Il Piccolo Fratello di Charles de Foucauld compie 100 anni.
di Simone Baroncia
Venerdì 30 novembre fratel Arturo Paoli compie 100 anni. Un doveroso augurio a chi in tutti questi anni non ha mai smesso di
educare i giovani alla speranza cristiana ed all’impegno nella società.
Raccontare la sua storia è impossibile per la sua intensa vita di fedeltà a
Gesù Cristo, ma raccontare ciò che ha seminato in chi ha avuto l’opportunità di
ascoltarlo è possibile, in quanto raccontava dell’incontro di Cristo con un
sorriso ed una gioia contaminante. La sua storia di impegno cristiano inizia
nella Resistenza, per proseguire negli anni ‘50 con l’impegno di vice
assistente nazionale dell’Azione Cattolica, che lascia poco dopo per posizioni
di coerenza verso l’impegno di formatore di giovani; diventa un ‘migrante’ (è
imbarcato, infatti, come assistente spirituale sulle navi che portano gli
italiani verso l’Argentina). Poi la scoperta della Fraternità dei Piccoli
Fratelli che lo porterà nel deserto del Sahara, nella parte algerina, seguendo
le orme di Charles de Foucauld, e trascorrendo 13 mesi il suo noviziato
religioso (obbligatorio per poter entrare nella Congregazione), nel deserto del
Sahara.
Per Israele è un ‘giusto delle nazioni’ per aver salvato 800 ebrei
durante l’occupazione nazifascista, fratel Arturo Paoli, facendo propria la
frase di Telhard de Chardin ‘Armonizzare il mondo’, è stato sempre vicino ai
bisogni dell’uomo: la giustizia, tutta, la fraternità, la libertà; dalla parte
dei “perseguitati della Storia, perché la chiesa, non tutta, ha ritirato Dio in
cielo, mentre essere cristiani vuole dire portare lo spirituale nella vita
delle persone: i castelli di cartone bruciano e infaticabilmente gli uomini ne
creano altri, ma il vero senso della storia è creare libertà e uguaglianza i
veri bisogni radicali dell’uomo”, in quanto ‘camminando si apre cammino’.Ed a 50 anni dall’evento conciliare fratel Arturo Paoli, perché impossibilitato a parteciparvi nonostante la sua volontà, ha inviato un messaggio all'Assemblea convocata il 14 settembre scorso a Roma da alcune associazioni cattoliche per celebrare e rilanciare il Concilio Vaticano II: “Noi ci troviamo di fronte a una cosiddetta civiltà cristiana frantumata, diventata sterile per i più. Bisogna essere assoluti e pensare che il cristianesimo non è legge astratta ma è incarnazione della giustizia, della pace, della concordia tra gli uomini... Queste idee le ho vissute incarnate in America Latina. Avete mai pensato a quello che diceva il nostro compianto Balducci, che noi siamo la terra del tramonto e che dobbiamo valorizzare continenti come l'America Latina e l'Africa?... Non potremo mai sperare una primavera della fede se non partendo dal concetto dell'incarnazione. Non dimentichiamo mai che il primo teologo della liberazione è stato Gesù che non ci ha lasciato teorie ma pratiche concrete”.
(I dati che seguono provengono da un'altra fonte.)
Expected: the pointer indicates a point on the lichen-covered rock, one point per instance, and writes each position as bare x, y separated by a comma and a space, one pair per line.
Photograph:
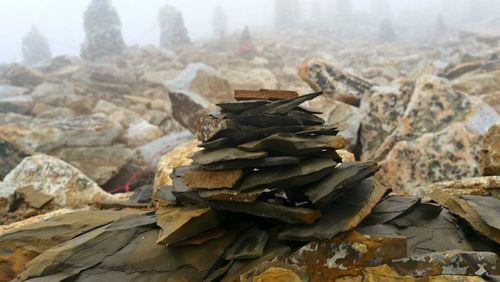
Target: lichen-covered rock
490, 154
69, 186
343, 86
179, 156
382, 112
439, 156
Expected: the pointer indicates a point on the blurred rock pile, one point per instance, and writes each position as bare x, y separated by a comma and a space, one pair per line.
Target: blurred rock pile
277, 208
108, 130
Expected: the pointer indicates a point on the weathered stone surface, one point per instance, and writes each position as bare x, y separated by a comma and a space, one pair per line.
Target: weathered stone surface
51, 176
20, 75
142, 133
264, 94
381, 114
18, 104
292, 145
29, 240
484, 186
203, 179
7, 91
347, 254
32, 197
10, 157
226, 154
71, 257
333, 185
462, 208
179, 156
345, 87
304, 173
200, 80
99, 163
478, 83
178, 224
44, 135
277, 274
448, 263
257, 208
249, 246
342, 215
490, 154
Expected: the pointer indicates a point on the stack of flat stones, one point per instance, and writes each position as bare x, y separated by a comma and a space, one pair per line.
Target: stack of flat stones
267, 157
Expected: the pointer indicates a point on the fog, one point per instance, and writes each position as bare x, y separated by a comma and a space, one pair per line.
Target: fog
61, 21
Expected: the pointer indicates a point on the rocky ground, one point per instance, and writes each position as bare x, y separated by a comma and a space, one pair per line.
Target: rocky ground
105, 136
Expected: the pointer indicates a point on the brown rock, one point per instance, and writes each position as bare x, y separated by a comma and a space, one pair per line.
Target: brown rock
490, 154
347, 254
264, 94
277, 274
460, 207
203, 179
34, 198
484, 186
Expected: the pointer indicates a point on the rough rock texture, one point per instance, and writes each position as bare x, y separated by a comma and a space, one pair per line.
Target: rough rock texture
69, 186
9, 158
437, 139
142, 133
485, 186
490, 154
345, 87
103, 35
43, 135
382, 112
179, 156
20, 75
432, 157
478, 83
345, 117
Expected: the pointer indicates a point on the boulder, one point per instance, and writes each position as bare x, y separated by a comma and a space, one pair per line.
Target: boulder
252, 79
21, 75
32, 135
99, 163
142, 133
10, 157
204, 81
47, 89
449, 154
18, 104
322, 76
51, 176
381, 114
490, 154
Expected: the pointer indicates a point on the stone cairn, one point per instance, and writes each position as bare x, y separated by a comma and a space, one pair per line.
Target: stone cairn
270, 158
36, 48
173, 33
103, 31
246, 48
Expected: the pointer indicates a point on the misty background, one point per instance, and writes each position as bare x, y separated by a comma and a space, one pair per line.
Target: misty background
61, 21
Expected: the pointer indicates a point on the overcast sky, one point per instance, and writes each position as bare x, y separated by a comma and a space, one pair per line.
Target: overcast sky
61, 21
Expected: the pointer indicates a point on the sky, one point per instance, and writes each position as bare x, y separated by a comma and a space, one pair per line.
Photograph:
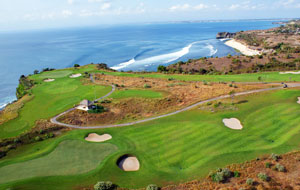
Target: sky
41, 14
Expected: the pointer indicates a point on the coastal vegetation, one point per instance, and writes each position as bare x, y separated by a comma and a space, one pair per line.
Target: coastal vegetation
35, 150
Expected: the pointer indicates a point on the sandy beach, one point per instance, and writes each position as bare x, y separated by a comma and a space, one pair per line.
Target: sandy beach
241, 47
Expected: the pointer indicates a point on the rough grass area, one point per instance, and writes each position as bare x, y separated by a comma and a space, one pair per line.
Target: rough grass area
136, 93
12, 110
185, 146
253, 77
49, 100
70, 157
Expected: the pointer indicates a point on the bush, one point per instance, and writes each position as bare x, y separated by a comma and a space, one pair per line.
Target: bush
147, 86
250, 181
263, 177
268, 165
37, 138
280, 168
161, 68
152, 187
97, 109
275, 157
236, 174
103, 185
218, 177
221, 175
36, 72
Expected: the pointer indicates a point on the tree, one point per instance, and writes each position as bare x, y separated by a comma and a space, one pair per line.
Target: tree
36, 72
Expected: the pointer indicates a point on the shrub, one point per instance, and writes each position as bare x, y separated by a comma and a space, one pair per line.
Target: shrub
280, 168
97, 109
268, 165
236, 174
37, 138
218, 177
161, 68
221, 175
275, 157
103, 185
263, 176
152, 187
249, 181
36, 72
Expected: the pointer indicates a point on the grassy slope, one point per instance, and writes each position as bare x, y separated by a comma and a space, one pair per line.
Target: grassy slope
253, 77
51, 99
184, 146
71, 156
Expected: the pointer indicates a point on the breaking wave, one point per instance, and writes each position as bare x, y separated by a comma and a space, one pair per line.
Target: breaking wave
164, 58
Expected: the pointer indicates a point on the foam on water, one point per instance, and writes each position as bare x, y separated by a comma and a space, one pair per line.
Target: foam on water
6, 101
164, 58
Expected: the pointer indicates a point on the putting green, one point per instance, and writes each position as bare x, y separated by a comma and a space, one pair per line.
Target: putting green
70, 157
55, 74
188, 145
49, 100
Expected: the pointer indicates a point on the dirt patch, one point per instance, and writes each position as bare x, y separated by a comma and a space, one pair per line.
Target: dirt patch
75, 75
94, 137
177, 95
128, 163
287, 180
233, 123
49, 80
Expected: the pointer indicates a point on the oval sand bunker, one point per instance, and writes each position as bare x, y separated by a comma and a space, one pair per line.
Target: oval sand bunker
75, 75
233, 123
128, 163
49, 80
94, 137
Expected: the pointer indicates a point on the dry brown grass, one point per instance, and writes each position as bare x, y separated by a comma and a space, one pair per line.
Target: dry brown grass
279, 180
178, 94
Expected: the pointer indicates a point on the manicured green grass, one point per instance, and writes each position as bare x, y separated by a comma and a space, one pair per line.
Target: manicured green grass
51, 99
182, 147
70, 157
253, 77
136, 93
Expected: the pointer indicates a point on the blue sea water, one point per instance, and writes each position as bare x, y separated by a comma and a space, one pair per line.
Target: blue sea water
130, 47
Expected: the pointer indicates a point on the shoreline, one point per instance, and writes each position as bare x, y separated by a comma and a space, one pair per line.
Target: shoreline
245, 50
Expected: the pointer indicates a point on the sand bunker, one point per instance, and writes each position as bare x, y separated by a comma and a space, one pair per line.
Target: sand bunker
290, 72
128, 163
49, 80
75, 75
93, 137
233, 123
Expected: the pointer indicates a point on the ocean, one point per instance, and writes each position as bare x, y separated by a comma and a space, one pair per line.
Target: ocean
128, 47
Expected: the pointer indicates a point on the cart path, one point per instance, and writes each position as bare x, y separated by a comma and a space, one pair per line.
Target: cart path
54, 119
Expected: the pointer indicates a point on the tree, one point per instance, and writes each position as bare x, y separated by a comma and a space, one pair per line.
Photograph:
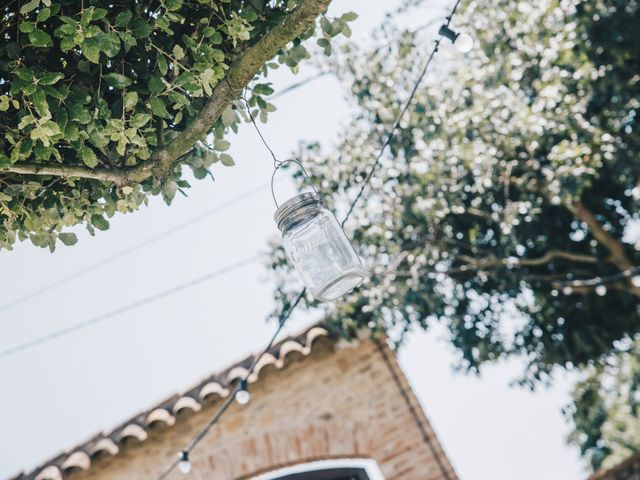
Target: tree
606, 407
514, 171
103, 103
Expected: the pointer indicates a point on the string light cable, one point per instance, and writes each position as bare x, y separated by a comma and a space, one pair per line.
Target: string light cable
133, 248
182, 461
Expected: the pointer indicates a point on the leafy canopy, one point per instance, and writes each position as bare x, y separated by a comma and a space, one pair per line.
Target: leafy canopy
516, 168
102, 103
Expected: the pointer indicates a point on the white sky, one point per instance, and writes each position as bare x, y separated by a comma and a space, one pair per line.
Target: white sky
63, 392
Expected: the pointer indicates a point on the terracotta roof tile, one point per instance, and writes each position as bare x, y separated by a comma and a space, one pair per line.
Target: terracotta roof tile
166, 412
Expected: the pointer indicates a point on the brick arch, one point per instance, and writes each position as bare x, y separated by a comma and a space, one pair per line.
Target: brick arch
276, 448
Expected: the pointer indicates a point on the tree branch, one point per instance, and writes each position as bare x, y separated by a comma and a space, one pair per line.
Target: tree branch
618, 255
615, 247
493, 262
240, 73
103, 174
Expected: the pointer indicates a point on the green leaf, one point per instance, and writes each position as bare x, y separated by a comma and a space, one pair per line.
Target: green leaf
40, 38
117, 80
44, 14
228, 116
100, 222
140, 29
159, 108
263, 89
139, 120
91, 50
4, 103
169, 191
51, 78
108, 43
221, 145
227, 160
130, 100
27, 27
68, 238
29, 6
123, 19
40, 103
88, 156
178, 52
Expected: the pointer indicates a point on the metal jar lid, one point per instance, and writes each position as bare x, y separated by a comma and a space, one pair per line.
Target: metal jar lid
297, 206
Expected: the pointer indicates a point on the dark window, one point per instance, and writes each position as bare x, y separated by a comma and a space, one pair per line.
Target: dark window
329, 474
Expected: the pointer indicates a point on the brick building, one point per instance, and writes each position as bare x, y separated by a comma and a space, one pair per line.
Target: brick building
318, 411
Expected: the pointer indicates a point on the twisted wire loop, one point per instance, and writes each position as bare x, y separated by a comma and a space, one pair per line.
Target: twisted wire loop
277, 164
304, 172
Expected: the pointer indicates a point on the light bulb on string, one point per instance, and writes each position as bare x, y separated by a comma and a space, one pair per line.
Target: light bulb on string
242, 395
464, 42
185, 465
461, 40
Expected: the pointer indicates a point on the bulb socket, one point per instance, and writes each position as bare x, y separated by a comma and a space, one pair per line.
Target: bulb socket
448, 33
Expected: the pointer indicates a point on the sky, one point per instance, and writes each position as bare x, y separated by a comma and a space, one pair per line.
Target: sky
60, 393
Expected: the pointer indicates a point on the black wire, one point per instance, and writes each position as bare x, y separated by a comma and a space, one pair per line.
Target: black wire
127, 251
131, 306
276, 162
396, 123
287, 313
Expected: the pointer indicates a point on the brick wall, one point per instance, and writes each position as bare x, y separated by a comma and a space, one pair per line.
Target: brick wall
331, 404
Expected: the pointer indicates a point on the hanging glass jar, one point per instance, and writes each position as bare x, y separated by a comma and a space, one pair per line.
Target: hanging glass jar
317, 246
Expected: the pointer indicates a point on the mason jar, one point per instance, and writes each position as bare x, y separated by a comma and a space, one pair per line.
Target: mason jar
318, 248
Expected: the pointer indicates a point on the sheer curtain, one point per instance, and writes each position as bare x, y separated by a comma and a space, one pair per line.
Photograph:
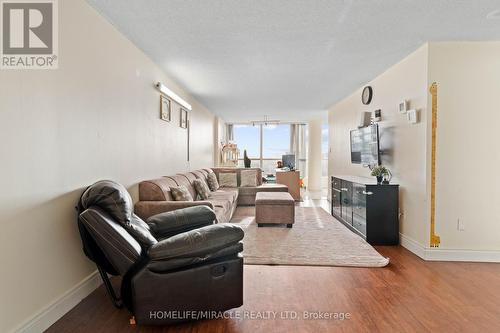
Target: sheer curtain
298, 146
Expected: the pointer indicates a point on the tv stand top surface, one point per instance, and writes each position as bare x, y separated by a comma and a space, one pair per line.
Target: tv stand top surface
362, 180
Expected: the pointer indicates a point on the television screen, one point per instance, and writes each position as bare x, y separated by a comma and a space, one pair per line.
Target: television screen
288, 161
365, 147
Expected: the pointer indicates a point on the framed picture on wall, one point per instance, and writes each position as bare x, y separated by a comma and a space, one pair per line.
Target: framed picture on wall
165, 108
183, 123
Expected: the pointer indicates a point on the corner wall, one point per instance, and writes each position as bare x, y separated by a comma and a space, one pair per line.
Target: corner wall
467, 179
468, 153
96, 117
404, 144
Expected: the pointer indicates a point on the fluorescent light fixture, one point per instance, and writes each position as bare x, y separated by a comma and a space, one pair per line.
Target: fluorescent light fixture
173, 95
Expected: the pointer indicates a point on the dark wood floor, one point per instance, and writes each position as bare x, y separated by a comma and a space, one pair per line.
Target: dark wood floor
410, 295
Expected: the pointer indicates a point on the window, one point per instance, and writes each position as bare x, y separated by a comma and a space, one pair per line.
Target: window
265, 144
276, 141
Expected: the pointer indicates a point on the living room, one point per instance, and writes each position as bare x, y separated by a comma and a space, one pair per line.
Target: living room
222, 158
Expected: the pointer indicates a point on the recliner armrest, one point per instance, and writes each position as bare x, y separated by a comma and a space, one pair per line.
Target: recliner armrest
196, 242
167, 224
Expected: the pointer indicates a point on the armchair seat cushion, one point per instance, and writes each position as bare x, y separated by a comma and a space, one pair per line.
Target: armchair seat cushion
171, 223
162, 266
198, 242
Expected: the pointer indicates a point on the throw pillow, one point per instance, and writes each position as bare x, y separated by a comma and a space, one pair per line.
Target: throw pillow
181, 193
228, 179
248, 178
201, 188
212, 182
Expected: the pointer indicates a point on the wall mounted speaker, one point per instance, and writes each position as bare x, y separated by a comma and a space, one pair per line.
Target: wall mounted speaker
365, 119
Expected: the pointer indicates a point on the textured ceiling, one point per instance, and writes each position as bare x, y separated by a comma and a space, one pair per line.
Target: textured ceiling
289, 59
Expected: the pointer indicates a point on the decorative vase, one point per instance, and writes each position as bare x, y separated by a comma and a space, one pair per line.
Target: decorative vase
246, 160
387, 177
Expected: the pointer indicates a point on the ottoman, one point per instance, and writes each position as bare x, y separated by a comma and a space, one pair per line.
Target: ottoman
274, 208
Ha scritto della sua esperienza conciliare vissuta in Brasile: “Io credo nella teologia della liberazione perché questa vuole che la fede in Cristo sia la guida che attraverso la vita concreta il lavoro la convivenza si realizzi la giustizia e si scopra praticamente la terra tutta la terra è dono di Dio. Nonostante le grandi teologie l’Europa ha accolto e vive della dominazione del capitale. Conoscete quello che Gesù ha detto che il denaro è l’antitesi di Cristo e della sua verità? Tornando alla proibizione venuta da Roma di trasformare le comunità di base in comunità cristiane si torna alla teologia astratta, costruzione intelligente di grandi teorie che mai arriveranno a trasformare la nostra storia in storia del Regno di Dio. Sono convinto che la prima terra di applicazione delle intuizioni fondamentali del Concilio poteva essere l’America latina. Il Concilio di Medellin cui partecipò papa Paolo VI fu l’ultimo che annunziava un cristianesimo non teorico ma incarnato nel lavoro nella vita concreta degli uomini. Ripensando al concilio noi ci troviamo di fronte a una cosiddetta civiltà cristiana frantumata diventata sterile per i più”.